Updated 31 July: The Canarian Government lifted the forest fire risk alert as of midnight. The Cabildo ban on fires in mountain areas has also now been lifted.
Updated 30 July: A 58-year-old man was badly burned around 8.30 last night while trying to extinguish a fire in the Las Raices recreation area in the Los Realejos municipality. Emergency services say that the man was transferred to HUC where his condition is said to be serious. Bomberos took an hour to extinguish the fire which affected some 70 square metres.
Despite temperatures starting to fall, the Canarian Government’s forest fire risk alert remains in place, as does the Cabildo’s ban on all fires in mountain areas – any area shaded in the map on the left is covered by the ban.

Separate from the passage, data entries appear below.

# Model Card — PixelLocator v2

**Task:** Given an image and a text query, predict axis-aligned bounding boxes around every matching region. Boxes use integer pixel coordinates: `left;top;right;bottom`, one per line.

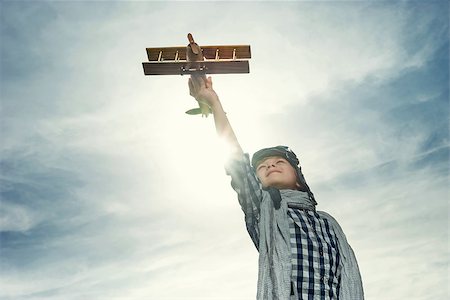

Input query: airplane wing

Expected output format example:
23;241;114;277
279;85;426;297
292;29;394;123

142;45;251;75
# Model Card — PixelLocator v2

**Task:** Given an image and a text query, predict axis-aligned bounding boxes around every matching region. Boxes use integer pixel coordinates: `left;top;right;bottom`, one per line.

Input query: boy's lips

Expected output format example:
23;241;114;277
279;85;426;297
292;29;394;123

266;170;281;176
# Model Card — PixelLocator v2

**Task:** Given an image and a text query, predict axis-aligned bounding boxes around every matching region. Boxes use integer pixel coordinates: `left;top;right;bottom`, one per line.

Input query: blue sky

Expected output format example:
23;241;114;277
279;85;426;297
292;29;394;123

0;1;449;300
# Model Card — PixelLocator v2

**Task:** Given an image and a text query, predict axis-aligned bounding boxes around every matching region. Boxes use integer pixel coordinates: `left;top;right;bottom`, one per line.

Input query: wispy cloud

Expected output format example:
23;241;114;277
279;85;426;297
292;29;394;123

0;1;449;300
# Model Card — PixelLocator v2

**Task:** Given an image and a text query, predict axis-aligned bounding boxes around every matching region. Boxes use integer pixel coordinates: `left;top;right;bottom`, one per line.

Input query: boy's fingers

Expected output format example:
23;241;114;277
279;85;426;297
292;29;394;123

206;76;212;89
188;78;194;96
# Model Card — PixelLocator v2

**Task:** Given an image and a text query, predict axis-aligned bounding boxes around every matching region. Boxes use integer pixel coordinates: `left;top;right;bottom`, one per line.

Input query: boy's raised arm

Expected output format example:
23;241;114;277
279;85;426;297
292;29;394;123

189;75;243;157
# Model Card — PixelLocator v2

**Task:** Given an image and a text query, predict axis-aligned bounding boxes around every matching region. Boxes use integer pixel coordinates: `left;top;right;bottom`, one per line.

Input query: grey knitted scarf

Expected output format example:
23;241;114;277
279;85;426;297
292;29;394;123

257;189;364;300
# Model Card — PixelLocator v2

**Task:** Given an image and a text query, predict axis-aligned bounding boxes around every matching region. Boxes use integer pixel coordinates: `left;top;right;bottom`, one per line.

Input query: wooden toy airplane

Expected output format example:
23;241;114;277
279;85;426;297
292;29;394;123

142;33;251;116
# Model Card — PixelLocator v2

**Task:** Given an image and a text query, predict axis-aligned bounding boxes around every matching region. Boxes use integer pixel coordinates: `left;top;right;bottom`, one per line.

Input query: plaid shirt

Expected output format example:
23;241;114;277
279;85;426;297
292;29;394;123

226;155;341;300
288;208;341;300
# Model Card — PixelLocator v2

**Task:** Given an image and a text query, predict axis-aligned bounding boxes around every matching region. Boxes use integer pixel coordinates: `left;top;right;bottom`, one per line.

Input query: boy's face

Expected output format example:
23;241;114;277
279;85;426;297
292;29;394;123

256;156;299;190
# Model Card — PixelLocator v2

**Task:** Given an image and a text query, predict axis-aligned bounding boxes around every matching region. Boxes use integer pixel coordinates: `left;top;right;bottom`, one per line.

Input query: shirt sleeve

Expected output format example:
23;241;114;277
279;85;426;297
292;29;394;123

225;153;263;249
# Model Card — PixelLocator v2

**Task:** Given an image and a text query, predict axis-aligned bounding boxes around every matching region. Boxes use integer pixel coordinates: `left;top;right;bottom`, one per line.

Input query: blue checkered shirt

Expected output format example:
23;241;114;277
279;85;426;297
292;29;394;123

288;208;341;300
226;155;341;300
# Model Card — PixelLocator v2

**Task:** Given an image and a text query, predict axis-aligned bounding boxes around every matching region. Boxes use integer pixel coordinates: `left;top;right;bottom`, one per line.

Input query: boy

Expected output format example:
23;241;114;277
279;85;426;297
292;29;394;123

189;76;364;300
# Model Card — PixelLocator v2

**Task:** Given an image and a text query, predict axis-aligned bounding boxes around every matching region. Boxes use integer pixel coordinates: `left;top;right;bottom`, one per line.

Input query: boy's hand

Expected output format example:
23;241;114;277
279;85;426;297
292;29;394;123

189;75;219;108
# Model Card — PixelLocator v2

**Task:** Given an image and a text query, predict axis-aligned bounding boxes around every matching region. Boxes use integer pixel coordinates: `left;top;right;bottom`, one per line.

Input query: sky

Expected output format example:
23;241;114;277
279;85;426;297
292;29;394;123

0;1;450;300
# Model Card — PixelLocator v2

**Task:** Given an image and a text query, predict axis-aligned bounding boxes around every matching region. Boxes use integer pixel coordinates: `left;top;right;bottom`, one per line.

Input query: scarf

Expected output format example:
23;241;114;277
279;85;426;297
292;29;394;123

257;188;364;300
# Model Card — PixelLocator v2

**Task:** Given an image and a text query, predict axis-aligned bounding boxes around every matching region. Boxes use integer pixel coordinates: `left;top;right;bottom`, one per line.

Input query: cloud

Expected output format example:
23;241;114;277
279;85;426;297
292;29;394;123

0;2;449;299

Updated 27 July: The Canarian Government has issued an alert for forest fire risk in all the western islands and Gran Canaria while these extreme temperatures prevail. The alert applies from 3pm today. The Public is asked to follow the official advice HERE (English version). Meanwhile, the Tenerife Cabildo has banned fires in the mountains while prevailing weather conditions continue. The ban will last until at least the end of the Canarian Government’s forest fire risk alert, and means a prohibition on machinery likely to cause sparks, fires in the recreational areas, burning agricultural residue, bonfires etc. Firework displays are also banned near forested areas. The authorities urge the public to take extreme care in any activities that could cause fire, and the Cabildo will again be maintaining a presence on mountain access roads this weekend to inform drivers about the risk of forest fires.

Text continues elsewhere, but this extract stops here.